How to make square(sqrt(x)) feasible?


(Jamie Song) #1

Hello

cvx_begin
    variable ap_power(ap_num,user_num)
    minimize(sum(sqrt(ap_power(:,k)).*channel_est_var(:,k),1)^2);
    subject to
        for m = 1:ap_num
            ap_power(m,:)*channel_est_var(m,:)' == 1
        end        
cvx_end

where ap_num,user_num,channel_est_var,k is known. CVX returns “Disciplined convex programming error: Illegal operation: square( {concave} ).”. The objective function is a concave function of ap_power. Could I do something to make it feasible?


(Mark L. Stone) #2

Have you proven this problem is convex? Please read Why isn't CVX accepting my model? READ THIS FIRST! .

Given that you are minimizing, the objective function must be convex in order for the problem to be convex.

if you declared a variable sqrt_ap_power instead of ap_power, then you could avoid the sqrt in the objective function. But that would turn the affine (linear) constraints into non-convex quadratic equality constraitns involving sqrt_ap_power^2.

I will mark this as non-convex unless and until you show it is a convex problem.


(Mark L. Stone) #3

EDIT: This post is incorrect. I am keeping it only so that the following posts make sense. Please go by my previous post, which was my original, but deleted, and now undeleted post.

Given that you are minimizing, the objective function must be convex in order for the problem to be convex.

if you declared a nonnegative variable sqrt_ap_power instead of ap_power, then you could avoid the sqrt in the objective function.
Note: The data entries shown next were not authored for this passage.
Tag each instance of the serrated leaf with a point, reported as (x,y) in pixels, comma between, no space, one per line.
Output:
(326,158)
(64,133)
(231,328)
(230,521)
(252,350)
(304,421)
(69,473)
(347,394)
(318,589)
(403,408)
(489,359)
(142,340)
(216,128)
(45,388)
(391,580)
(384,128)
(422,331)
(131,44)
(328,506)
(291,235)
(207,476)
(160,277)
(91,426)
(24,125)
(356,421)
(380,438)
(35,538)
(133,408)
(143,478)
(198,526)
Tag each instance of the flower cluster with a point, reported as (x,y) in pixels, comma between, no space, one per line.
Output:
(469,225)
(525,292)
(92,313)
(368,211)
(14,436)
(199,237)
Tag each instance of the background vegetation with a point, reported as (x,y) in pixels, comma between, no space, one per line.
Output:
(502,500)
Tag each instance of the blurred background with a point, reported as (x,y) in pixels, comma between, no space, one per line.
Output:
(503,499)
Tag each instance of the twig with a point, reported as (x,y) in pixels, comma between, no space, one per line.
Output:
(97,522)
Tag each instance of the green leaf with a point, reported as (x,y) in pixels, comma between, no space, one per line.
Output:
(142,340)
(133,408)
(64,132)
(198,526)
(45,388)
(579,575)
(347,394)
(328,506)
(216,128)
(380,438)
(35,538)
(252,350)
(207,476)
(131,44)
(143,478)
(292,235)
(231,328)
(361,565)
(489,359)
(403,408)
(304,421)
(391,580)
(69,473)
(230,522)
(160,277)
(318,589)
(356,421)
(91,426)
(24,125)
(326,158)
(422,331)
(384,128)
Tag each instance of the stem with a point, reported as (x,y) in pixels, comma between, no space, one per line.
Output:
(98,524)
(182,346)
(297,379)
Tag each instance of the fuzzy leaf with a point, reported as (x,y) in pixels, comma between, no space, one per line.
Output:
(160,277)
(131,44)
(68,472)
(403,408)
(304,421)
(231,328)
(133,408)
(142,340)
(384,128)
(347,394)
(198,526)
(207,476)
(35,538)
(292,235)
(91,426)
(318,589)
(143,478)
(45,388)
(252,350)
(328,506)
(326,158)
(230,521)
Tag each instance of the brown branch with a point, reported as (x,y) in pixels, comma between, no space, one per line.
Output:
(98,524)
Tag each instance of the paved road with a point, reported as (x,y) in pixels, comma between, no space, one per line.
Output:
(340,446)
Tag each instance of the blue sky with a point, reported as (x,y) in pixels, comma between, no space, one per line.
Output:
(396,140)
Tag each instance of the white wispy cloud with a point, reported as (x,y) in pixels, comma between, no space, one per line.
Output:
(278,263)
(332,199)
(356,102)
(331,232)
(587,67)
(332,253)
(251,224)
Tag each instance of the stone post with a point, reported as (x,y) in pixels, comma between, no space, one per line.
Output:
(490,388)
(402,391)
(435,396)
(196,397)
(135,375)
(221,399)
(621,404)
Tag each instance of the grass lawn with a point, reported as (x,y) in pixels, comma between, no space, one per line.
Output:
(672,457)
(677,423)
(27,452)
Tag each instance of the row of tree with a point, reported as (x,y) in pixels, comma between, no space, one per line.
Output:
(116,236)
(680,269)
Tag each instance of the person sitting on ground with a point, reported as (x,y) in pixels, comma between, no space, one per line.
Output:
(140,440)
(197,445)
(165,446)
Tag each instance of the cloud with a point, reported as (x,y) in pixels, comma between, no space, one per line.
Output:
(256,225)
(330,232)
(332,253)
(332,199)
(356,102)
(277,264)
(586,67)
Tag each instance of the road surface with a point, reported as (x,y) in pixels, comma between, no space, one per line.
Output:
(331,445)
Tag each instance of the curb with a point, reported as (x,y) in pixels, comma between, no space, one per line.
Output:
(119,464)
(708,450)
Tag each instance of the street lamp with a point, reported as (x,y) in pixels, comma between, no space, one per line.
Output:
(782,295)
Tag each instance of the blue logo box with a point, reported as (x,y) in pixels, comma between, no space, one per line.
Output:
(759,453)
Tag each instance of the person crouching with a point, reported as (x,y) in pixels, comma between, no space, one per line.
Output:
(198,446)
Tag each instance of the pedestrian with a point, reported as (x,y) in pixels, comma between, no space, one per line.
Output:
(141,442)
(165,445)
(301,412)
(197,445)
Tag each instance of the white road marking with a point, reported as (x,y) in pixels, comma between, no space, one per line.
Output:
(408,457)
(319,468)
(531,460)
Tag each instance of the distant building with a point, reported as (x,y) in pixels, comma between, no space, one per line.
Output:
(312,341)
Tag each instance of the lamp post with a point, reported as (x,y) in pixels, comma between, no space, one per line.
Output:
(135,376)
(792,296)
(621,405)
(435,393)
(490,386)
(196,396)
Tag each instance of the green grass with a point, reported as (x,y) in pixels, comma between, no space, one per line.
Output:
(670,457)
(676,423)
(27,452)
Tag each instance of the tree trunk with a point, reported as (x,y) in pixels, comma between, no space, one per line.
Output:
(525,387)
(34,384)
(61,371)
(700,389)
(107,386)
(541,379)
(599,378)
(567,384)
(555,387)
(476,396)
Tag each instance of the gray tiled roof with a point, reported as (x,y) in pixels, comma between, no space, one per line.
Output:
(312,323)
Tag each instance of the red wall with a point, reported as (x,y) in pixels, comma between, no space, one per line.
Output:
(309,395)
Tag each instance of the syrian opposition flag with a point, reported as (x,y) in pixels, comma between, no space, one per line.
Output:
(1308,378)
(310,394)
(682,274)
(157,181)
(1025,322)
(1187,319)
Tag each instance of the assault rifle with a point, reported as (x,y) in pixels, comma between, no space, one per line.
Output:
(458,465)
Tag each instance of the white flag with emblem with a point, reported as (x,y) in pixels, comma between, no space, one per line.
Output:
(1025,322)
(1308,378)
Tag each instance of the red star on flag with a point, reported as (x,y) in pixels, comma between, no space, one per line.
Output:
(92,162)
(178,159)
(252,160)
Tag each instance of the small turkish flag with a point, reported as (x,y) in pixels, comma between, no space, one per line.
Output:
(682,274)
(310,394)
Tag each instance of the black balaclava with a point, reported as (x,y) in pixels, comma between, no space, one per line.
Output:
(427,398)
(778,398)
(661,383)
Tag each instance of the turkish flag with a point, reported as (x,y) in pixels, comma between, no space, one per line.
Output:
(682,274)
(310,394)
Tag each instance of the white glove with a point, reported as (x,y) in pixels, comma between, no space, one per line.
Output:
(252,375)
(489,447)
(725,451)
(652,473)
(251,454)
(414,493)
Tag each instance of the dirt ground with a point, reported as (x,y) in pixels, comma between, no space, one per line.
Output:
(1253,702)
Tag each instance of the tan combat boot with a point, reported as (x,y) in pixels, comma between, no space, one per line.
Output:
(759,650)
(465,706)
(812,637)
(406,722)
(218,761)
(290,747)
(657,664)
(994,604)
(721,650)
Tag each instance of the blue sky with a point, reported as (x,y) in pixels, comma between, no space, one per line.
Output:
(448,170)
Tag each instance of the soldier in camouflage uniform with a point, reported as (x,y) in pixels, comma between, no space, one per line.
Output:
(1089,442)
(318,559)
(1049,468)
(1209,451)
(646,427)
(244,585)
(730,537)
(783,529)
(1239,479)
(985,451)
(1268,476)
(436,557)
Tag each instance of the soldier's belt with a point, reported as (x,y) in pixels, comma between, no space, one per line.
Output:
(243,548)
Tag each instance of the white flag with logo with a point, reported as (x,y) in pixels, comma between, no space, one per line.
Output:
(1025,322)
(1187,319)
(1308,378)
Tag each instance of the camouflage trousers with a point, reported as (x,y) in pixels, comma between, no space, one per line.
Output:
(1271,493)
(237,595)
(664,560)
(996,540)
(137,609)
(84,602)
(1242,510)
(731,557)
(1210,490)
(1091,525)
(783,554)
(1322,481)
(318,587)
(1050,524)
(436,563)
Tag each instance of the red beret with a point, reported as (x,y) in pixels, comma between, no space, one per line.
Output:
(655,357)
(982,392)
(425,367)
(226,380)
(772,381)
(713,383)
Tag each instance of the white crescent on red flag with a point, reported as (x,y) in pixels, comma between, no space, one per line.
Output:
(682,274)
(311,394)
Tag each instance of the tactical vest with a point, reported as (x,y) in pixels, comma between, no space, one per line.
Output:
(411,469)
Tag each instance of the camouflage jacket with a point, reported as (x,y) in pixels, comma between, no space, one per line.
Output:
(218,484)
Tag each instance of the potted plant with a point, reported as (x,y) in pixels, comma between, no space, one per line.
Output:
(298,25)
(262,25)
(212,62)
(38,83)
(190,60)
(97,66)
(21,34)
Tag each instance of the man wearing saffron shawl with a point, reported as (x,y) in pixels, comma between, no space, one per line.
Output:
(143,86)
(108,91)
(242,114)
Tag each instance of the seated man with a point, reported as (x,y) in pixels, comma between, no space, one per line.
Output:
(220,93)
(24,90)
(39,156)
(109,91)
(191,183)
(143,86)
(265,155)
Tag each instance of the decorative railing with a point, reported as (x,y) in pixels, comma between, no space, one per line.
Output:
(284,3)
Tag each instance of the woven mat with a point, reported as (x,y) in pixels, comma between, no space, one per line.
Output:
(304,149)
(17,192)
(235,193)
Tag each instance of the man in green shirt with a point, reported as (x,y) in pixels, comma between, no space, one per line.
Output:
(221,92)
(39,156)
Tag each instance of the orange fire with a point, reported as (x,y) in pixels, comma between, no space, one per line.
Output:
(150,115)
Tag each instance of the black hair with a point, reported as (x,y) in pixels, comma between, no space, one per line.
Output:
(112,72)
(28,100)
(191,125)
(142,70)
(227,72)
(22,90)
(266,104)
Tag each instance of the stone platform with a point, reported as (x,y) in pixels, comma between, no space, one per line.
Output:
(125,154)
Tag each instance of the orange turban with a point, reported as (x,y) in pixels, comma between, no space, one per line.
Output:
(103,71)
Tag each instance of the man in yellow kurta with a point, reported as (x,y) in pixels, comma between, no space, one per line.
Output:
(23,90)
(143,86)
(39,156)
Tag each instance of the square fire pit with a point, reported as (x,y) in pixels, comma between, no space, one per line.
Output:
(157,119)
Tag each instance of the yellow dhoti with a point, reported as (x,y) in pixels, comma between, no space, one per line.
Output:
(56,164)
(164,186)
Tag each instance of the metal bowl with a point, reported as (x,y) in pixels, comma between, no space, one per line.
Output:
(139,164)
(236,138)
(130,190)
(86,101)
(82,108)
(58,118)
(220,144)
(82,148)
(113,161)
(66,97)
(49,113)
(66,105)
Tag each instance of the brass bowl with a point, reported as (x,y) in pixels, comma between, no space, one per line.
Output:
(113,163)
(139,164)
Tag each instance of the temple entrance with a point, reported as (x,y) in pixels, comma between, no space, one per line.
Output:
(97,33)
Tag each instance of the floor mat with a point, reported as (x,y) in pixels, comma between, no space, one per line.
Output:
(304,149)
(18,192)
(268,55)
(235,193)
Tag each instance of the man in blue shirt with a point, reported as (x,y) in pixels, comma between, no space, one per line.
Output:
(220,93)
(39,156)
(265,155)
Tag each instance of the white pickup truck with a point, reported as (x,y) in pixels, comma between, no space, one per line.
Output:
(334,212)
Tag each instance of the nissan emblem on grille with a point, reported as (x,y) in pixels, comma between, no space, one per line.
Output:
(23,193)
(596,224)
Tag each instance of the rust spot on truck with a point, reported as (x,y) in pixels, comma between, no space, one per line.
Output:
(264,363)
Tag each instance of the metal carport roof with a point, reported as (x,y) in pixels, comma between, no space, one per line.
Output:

But that would turn the affine (linear) constraints into non-convex quadratic equality constraints involving sqrt_ap_power^2.

Ischannel_est_var channel estimated variance, and therefore nonnegative? Given your taking the square root of ap_power and given the constraints, I presume and will assume channel_est_var is nonnegative. Therefore, both sides of the equality constraints can be squared, resulting in
sqrt_ap_power(m,:)*sqrt(channel_est_var(m,:)') == 1

The objective function using sqrt_ap_power in place of ap_power, cab be squared as you have it, but the optimal value of sqrt_ap_power will be the same if it is not squared, and then you would have a Linear Programing problem.

So

cvx_begin
    variable sqrt_ap_power(ap_num,user_num) nonnegative
    minimize(sum(sqrt_ap_power(:,k).*channel_est_var(:,k),1));
    subject to
        for m = 1:ap_num
            sqrt_ap_power(m,:)*sqrt(channel_est_var(m,:)') == 1
        end        
cvx_end

I will let you check to make sure I didn’t mess up any parentheses.


(Jamie Song) #4

Thank you for your replay. channel_est_var is indeed nonnegative. I’m sorry I didn’t make it clear. However, I don’t think
sqrt_ap_power(m,:)*sqrt(channel_est_var(m,:)’) == 1
and
sqrt(ap_power(m,:)*channel_est_var(m,:)’) == 1
are equivalent. The order of operations lead to different results.


(Mark L. Stone) #5

You are correct. I have just undeleted my original post, which I deleted (and unmarked the thread as non-convex at the time) in a moment of mixed-up thought when I came up with the solution which you rightfully pointed pout is incorrect. So my original post is the one to go by. Non-convex problem as far as i can tell.


(Jamie Song) #6

This is a proof of the convexity of this problem.


(Mark L. Stone) #7

Presuming that is correct, that shows the objective function is concave, as you stated in your first post. But Minimizing a non-affine concave function is not convex.

You ca change variables, as I suggested in my first post, and get a convex (affine) if the squaring is removed) objective, but that pushes the non-convexity into the constraints. You could relax the transformed constraint, now with a convex quadratic left-hand side, into a convex <= inequality which CVX would accept, but that would have optimal value of ap_power = 0, which is obviously worthless as a solution to your original problem.


(Jamie Song) #8

Thank you for your help. I’ll see what else I can do to solve this problem.